Facial Paralysis Rehabilitation


Introduction

Facial paralysis is a debilitating disease process that poses significant physical and psychosocial impacts to patients. Facial paralysis resulting from salivary gland tumors can be due to the direct invasion of a malignant tumor, injury, or transection of the facial nerve during tumor removal. Sunderland classified nerve injury into five degrees :

  • 1st degree injury is the temporary interruption of conduction at the site of injury.

  • 2nd degree injury occurs when the axon is disrupted, and the distal portion undergoes Wallerian degeneration.

  • 3rd degree injury is interfascicular injury, and the continuity of the endoneurial tube is lost. Axons are no longer confined to the endoneurial tubes, resulting in axon misrouting leading to synkinesis.

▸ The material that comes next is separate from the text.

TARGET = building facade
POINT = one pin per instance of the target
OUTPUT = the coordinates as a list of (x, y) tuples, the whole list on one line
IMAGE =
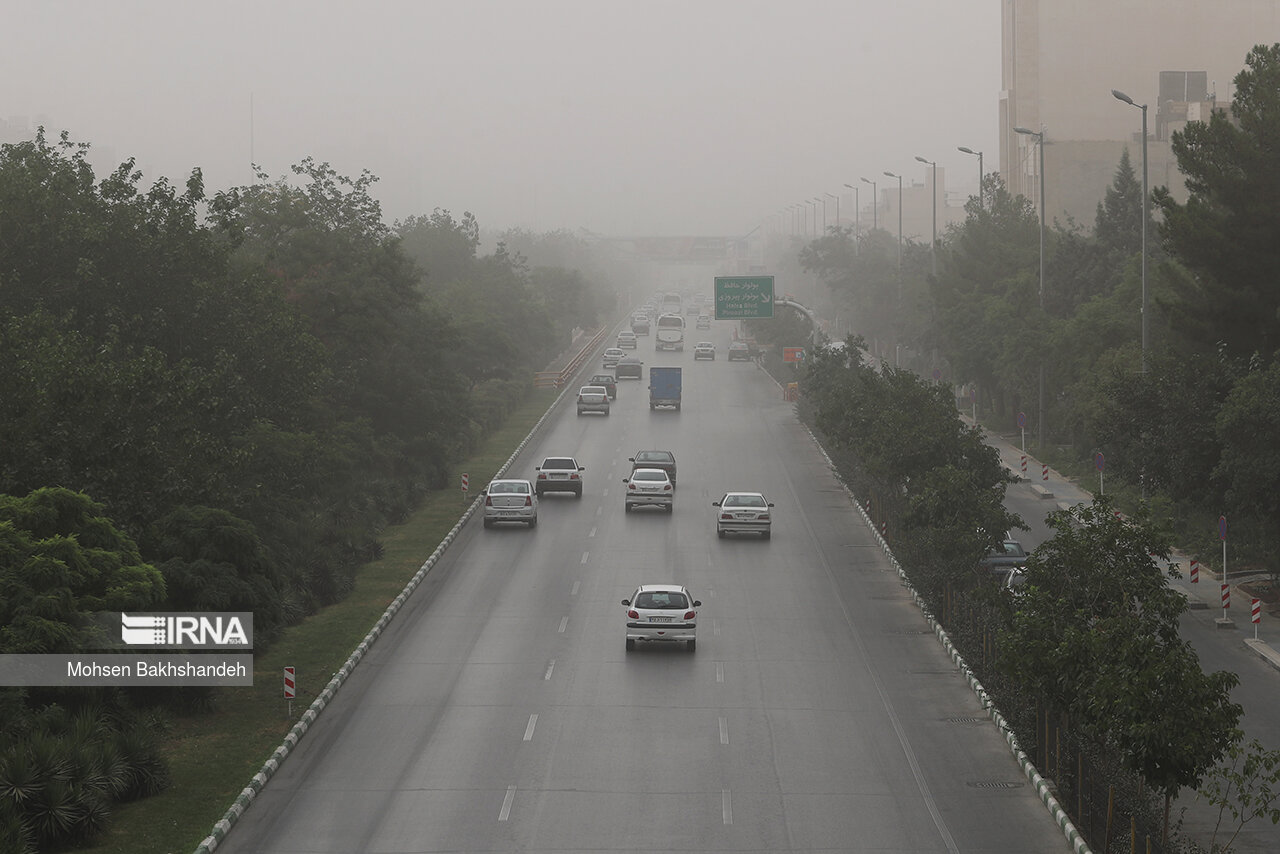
[(1061, 60)]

  • 4th degree injury occurs when fasciculi are disrupted and disorganized. Regenerating axons are free to enter interfascicular tissue, leading to poor recovery.

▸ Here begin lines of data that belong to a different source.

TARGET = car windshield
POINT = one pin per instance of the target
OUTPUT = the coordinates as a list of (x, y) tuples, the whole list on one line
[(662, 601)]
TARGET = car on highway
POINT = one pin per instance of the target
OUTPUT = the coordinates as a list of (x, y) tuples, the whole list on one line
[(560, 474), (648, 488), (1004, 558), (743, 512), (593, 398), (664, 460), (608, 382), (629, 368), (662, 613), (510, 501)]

  • 5th degree injury indicates epineurial injury or transection of the nerve. Some regenerating axons may reach the distal stump depending on the distance between the nerve ends, but large numbers of the axons escape into the intervening tissues.

Satisfactory spontaneous recovery is expected with 1st-, 2nd- and 3rd-degree injuries. The 4th- and 5th-degree injuries result in a poorer outcome after repairing or cable grafting. During parotidectomy, anywhere along extracranial portion of the facial nerve can be affected, depending on the nature and location of tumor, dissection technique, and the extent of surgery. Among the facial nerve branches, the marginal mandibular nerve is more prone to injury, possibly due to its longer course, thinner diameter, and lack of interconnecting branches.

Evaluation

Prior to salivary gland surgery, the patient's facial function should be thoroughly and systematically examined in a zonal fashion. Areas of muscle weakness should be noted before surgery, as well as areas with signs of nerve irritation, including muscle twitching, fasciculation, or spasm. Photographs and video-recordings are essential for documentation and for comparison after the surgery; these are taken at rest and during volitional movements (brow elevation, gentle and full effort eye closure, blink, lip pucker, gentle and full effort smile, lower lip depression). Spontaneous and emotional smile can be elicited by showing a funny videoclip.

An ideal facial nerve grading system is currently lacking. The House–Brackmann (HB) scale is the most commonly used grading system worldwide. However, the inter-rater and intra-rater reliability is only fair. Moreover, it is unable to track changes during recovery. The revised version, HB II or Facial Nerve Grading Scale 2.0, is a regional scale that has a low inter-observer variability. However, it is not widely adopted. The Sunnybrook Facial Grading Scale is a regional weighted scale that is sensitive to subtle changes during recovery with high intra- and inter-observer reliability, and is the most widely used scale for rehabilitative therapists. The eFACE is an electronic facial assessment scale, introduced in 2015 by Banks et al., which comprises a clinician-graded visual analog scale that rates 15 facial features. It was demonstrated to have high inter-rater and intra-rater correlations and has strong correlation with the Sunnybrook facial grading scale.

Management

Facial paralysis can be expected or unexpected. Expected facial paralysis is related to the resection of the facial nerve or its branches with the tumor, which should be included in the plan of tumor extirpation. Reconstruction should be immediate during operation as the distal stump will no longer be receptive to stimulation after 72 h. Otherwise, it would not be able to accurately identify the muscle that the distal branches innervate thereafter. Various reconstructive options are discussed in this chapter ( Fig. 50.1 ).

Fig. 50.1, Management of facial nerve injury. CNFG, cross facial nerve graft.

Interim Facial Paralysis Management

Periocular management is crucial in the treatment of facial paralysis to prevent exposure corneal keratopathy. Upper lid stretching is a non-surgical method for eye closure. However, it has to be done four times a day. Lubricating eye drops and taping during sleep are essential for corneal protection. A moisture chamber and scleral lens are alternatives to keep the cornea moist and protected.

When a prolonged recovery is expected, a temporary color-matched external weight can be taped onto the upper lid. However, this may not be aesthetically pleasing, and the result is suboptimal in patients with upper lid skin laxity. Alternatively, a thin profile platinum implant can be placed into the upper eyelid. This can easily be removed once the lid function spontaneously returns. Temporary tarsorrhaphy is a simple and yet most predictable option for lagophthalmos, but it is less aesthetically favorable.